Es cierto, el amor mueve el mundo.

20 de junio de 2013

Afán

El afán de protagonismo odia a la discreción; especialmente cuando ésta, sin quererlo ni darse cuenta, consigue toda la atención reclamada por él. 

10 de junio de 2013

Geneniève

‘[…] Vivió en sus relaciones amorosas la misma hambre de conocimiento que enriquecía su vida con nuevos retos. Se había enamorado muchas veces. Desde niña acompañó a su abuelo de viaje por todo el mundo. Su primer amor fue Stavros, un músico griego amigo de Theodorakis. Mientras Hans hablaba de Mahler en la universidad, ella recorrió a besos el Egeo. Lloró al despedirse y, a pesar de las promesas de su enamorado de ir a Viena, Geneniève no quería marcharse de Atenas. Cuando Stavros fue a visitarla, a Geneniève se le había olvidado por completo la tierra de los dioses y lo héroes, y estaba enfrascada en un nuevo romance con un guionista de cine que preparaba una versión realista de la famosa emperatriz Sissi, una mujer que a Geneniève no le producía ninguna simpatía. […]

Su fugaz amor se apagó cuando finalizó el rodaje de la película. Después hubo un compañero de clase, un tenor de ópera mediocre –por eso le dejó Geneniève; no toleraba oírle destrozar a Mozart-, un campeón de tenis, un flautista de la Filarmónica de Viena y…La lista seguía. Geneniève vivía todos sus amores plenamente, también en el sentido sexual. Su natural despreocupación y las ideas feministas que asimiló en la universidad no dejaban lugar para falsos remordimientos morales. Disfrutaba sin complejos la libertad de su cuerpo. Sin embargo, Geneniève distaba mucho de seguir al pie de la letra las doctrinas que tantas compañeras suyas defendían ardientemente.

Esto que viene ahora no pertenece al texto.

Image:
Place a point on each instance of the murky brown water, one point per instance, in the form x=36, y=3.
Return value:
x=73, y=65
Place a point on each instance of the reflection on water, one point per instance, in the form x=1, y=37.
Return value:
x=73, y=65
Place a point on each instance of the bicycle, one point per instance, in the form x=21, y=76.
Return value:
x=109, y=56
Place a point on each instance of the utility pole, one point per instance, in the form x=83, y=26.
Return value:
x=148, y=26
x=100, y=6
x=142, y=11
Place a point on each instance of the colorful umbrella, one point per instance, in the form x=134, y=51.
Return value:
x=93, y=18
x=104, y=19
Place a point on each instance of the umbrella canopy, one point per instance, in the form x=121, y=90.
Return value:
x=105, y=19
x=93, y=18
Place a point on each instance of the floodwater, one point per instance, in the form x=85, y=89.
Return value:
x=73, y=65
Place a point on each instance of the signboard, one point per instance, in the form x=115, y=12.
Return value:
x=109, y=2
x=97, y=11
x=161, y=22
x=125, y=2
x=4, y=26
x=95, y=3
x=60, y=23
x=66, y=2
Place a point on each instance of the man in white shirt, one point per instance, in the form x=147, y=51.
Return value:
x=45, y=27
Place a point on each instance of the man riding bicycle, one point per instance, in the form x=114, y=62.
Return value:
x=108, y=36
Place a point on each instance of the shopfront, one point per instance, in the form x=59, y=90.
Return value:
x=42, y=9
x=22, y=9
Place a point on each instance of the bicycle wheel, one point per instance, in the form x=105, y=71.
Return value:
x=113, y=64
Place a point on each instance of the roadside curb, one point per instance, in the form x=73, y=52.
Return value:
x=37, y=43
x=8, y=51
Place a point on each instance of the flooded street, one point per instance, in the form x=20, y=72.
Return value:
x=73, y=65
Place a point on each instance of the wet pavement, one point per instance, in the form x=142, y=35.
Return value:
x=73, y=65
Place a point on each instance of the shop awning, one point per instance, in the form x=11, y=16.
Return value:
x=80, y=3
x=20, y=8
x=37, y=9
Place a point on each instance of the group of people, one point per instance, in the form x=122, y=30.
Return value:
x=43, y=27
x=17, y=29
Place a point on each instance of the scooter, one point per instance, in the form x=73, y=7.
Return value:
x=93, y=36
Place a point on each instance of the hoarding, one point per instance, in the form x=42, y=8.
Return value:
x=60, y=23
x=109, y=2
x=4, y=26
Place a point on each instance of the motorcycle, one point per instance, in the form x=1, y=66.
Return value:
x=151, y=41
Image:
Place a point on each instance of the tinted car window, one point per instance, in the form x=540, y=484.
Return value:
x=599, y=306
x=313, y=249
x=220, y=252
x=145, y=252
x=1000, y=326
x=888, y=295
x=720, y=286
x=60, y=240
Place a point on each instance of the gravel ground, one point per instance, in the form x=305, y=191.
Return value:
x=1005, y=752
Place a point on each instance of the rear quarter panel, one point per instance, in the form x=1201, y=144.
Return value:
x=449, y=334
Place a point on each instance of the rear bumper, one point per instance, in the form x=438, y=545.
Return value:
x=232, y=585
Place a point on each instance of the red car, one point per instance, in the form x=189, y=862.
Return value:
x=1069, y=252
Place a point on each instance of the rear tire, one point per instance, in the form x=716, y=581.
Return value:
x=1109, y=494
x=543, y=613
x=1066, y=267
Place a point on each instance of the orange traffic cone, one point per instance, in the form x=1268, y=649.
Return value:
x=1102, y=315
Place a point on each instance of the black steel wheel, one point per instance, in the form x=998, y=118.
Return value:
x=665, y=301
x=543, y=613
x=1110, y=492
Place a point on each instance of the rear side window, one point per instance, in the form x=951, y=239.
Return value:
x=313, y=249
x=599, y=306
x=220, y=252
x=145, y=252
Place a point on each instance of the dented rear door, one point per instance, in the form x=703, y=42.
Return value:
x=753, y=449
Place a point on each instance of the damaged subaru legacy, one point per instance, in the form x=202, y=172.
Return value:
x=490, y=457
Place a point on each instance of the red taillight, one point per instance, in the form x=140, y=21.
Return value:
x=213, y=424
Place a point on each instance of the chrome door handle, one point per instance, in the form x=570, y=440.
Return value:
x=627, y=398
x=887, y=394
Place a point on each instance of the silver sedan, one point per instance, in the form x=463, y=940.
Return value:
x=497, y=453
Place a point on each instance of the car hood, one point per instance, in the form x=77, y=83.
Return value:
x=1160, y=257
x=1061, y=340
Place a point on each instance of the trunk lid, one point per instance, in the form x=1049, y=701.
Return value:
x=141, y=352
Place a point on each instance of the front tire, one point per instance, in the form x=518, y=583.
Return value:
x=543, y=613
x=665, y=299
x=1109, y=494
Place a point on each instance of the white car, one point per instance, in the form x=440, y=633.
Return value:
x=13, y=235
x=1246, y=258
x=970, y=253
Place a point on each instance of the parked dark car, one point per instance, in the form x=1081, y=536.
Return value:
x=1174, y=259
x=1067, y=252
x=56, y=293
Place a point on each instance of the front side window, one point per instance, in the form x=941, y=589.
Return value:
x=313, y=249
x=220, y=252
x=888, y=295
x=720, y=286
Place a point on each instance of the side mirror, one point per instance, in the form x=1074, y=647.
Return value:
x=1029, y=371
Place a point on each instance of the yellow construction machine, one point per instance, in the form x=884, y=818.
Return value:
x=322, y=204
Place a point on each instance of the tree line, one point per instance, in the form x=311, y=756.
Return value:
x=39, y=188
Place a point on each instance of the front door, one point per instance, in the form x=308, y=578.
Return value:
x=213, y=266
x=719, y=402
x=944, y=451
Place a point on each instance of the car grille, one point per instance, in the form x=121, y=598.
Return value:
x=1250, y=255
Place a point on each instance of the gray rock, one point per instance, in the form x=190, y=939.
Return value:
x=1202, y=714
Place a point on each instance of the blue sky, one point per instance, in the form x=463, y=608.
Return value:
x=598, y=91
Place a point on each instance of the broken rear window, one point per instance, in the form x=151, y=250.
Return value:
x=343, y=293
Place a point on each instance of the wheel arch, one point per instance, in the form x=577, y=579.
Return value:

Sí, ella también reivindicaba la igualdad de derechos frente al hombre, y necesitaba sentirse libre y autosuficiente. Pero no por ello rechazaba su feminidad, ni se comportaba con espíritu combativo con el sexo opuesto. Le gustaba saberse admirada, cuidar su figura, perfumarse, vestirse con esmero y sentir la suavidad de la seda sobre su piel. Y además seguía soñando con la llegada de su príncipe azul…

Geneniève era consciente de que estas ensoñaciones románticas y su necesidad de independencia no cuajaban. Y, en efecto, sus complicadas ansias de amor no llegaban a nada. Sus romances habían sido espejismos. Acaso- pensaba- el príncipe azul no existe más que en las novelas trasnochadas.
Decían que el amor era algo grandioso, algo sobrecogedor, que elevaba a los amantes por encima de la tierra…Y a Geneniève le apetecía andar por la vida con los pies muy pegados al suelo.
         Muchas veces se había llegado a imaginar que ese príncipe soñado estaba junto a ella sentado en un trono. Pero, invariablemente, al abrir los ojos la realidad la devolvía a la normalidad cotidiana, y se encontraba con que su príncipe había perdido su halo mágico y ella dejaba de ser princesa.

          Geneniève fue viendo que todas las caras de sus amantes iban pasando sin dejar huellas en el corazón. Quizá ternura, pero nada más.
          - Nunca me casaré- le decía a Hans-. Odio la rutina de la pareja. Creo que me
            sentiría fatal teniendo que amar a un hombre toda la eternidad. Es como si te
            cortasen las alas. Quiero ser como tú. No casarme nunca. ¿Has sido feliz así?
          Hans la miraba con una sonrisa pícara en los ojos.
          - No me mientas. Conozco cientos de tus aventuras y nunca te has comprometido
            con nadie.
          - Contigo he tenido bastante. ¿No te parece que vivimos bien?
        Y Geneniève pensaba que era verdad. Solos estaban perfectamente bien. Hans era su cómplice en asuntos amorosos. Divertido, observaba con tolerancia los devaneos amorosos de su revoltosa nieta. Vivían una existencia dichosa en torno a conciertos, amores, viajes y trabajo agradable. Geneniève, con veintidós años, se sentía feliz en la maravillosa compañía del hombre más atractivo del mundo: su abuelo.’